How do I deal with this feeling that my job is unimportant? How do I deal with being surrounded by passionate, inspired people and feeling completely uninspired and uninvolved?
Well, the fact that a job isn’t glamorous or particularly exciting has nothing to do with whether it’s important! And your work apparently is important enough that people with those more glamorous jobs are being repurposed to help out with it — so that’s a pretty good indicator of its importance to your organization. I don’t know what kind of data entry you do, but if it’s something like membership work, that’s basically the lifeblood of the organization. Yes, it’s boring at times, but it’s crucial. It’s literally the thing that makes it possible for your coworkers to do their own jobs (all of which have plenty of boring elements too, I promise you).
Your coworkers were insensitive — although I suspect they were trying to create camaraderie, not trying to insult you or condescend to you about your job — but I think you’re taking it the wrong way. I’ve worked around a lot of people doing data entry, and no one ever thought of their work as the “pity job.” In fact, when people were good at it, they were particularly valued, because it takes focus, attention to detail, and a high rate of accuracy, all of which are harder to find than you might think.
Wipe this from your mind and don’t let it mess with your head.
5. Can I be friends with candidates who I reject for jobs?
I am a hiring manager and I meet a lot of candidates who I grow to like. I have had some applicants ask if we can be friends after I send them a rejection email. I’m new to the area and only have work friends, so I really do want to be their friend!

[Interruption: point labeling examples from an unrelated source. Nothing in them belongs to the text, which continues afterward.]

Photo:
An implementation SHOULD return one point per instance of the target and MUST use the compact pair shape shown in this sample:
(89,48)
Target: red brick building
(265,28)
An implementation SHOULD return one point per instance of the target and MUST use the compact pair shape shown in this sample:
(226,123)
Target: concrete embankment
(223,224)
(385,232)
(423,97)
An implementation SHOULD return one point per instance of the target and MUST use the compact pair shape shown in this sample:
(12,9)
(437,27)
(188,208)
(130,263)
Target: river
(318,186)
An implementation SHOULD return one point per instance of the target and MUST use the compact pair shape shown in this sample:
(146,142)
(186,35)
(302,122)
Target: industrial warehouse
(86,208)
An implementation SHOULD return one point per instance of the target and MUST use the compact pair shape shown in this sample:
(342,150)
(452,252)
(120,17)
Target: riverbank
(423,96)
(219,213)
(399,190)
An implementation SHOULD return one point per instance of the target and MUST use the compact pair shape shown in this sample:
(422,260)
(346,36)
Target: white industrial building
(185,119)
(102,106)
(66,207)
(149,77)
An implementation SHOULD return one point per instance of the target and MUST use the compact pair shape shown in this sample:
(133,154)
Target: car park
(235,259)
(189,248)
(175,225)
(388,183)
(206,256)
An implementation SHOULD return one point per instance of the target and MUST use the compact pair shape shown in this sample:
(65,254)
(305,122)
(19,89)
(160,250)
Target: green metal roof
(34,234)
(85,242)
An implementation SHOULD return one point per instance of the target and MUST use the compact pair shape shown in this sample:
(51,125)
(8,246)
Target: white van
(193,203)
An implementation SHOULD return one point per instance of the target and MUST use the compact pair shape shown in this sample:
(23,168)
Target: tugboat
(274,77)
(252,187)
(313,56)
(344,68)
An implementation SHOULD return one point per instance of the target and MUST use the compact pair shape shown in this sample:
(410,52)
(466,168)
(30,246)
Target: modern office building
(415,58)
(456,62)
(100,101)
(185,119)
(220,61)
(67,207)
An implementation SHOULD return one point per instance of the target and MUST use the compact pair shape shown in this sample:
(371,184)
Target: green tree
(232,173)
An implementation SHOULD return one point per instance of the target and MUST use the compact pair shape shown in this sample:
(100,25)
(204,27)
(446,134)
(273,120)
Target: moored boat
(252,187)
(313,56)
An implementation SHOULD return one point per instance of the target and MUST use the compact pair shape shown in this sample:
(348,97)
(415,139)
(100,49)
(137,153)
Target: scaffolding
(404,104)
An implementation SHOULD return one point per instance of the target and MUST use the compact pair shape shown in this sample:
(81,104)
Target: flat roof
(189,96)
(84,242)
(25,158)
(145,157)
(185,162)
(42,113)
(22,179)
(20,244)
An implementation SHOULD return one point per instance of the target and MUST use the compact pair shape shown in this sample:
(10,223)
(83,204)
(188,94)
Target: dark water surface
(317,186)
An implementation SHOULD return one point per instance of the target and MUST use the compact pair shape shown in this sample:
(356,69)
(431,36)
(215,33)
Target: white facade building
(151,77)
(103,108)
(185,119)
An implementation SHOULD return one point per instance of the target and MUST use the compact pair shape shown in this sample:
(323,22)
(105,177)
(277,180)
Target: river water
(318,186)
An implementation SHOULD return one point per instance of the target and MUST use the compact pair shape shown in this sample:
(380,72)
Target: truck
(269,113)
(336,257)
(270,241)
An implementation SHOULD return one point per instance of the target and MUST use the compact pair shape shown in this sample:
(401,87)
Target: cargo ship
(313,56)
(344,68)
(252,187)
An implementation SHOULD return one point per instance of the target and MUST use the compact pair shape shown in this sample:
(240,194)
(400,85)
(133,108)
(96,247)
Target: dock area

Can I?
How often is this happening? If on occasion you really click with someone and a friendship develops organically, I don’t think anyone would criticize you for that. But if you’re routinely finding friends among the job candidates you reject, there’s a risk it will come across oddly to anyone who happens to notice it.
There’s a middle ground though: there’s no reason that you can’t consider these people to be business contacts now that you’ve gotten to know them in a business context. You could treat them just like you might any other business contact, and if over time that eventually turns into a friendship, then so be it. But I wouldn’t go straight from job rejection to clubbing, or anything like that.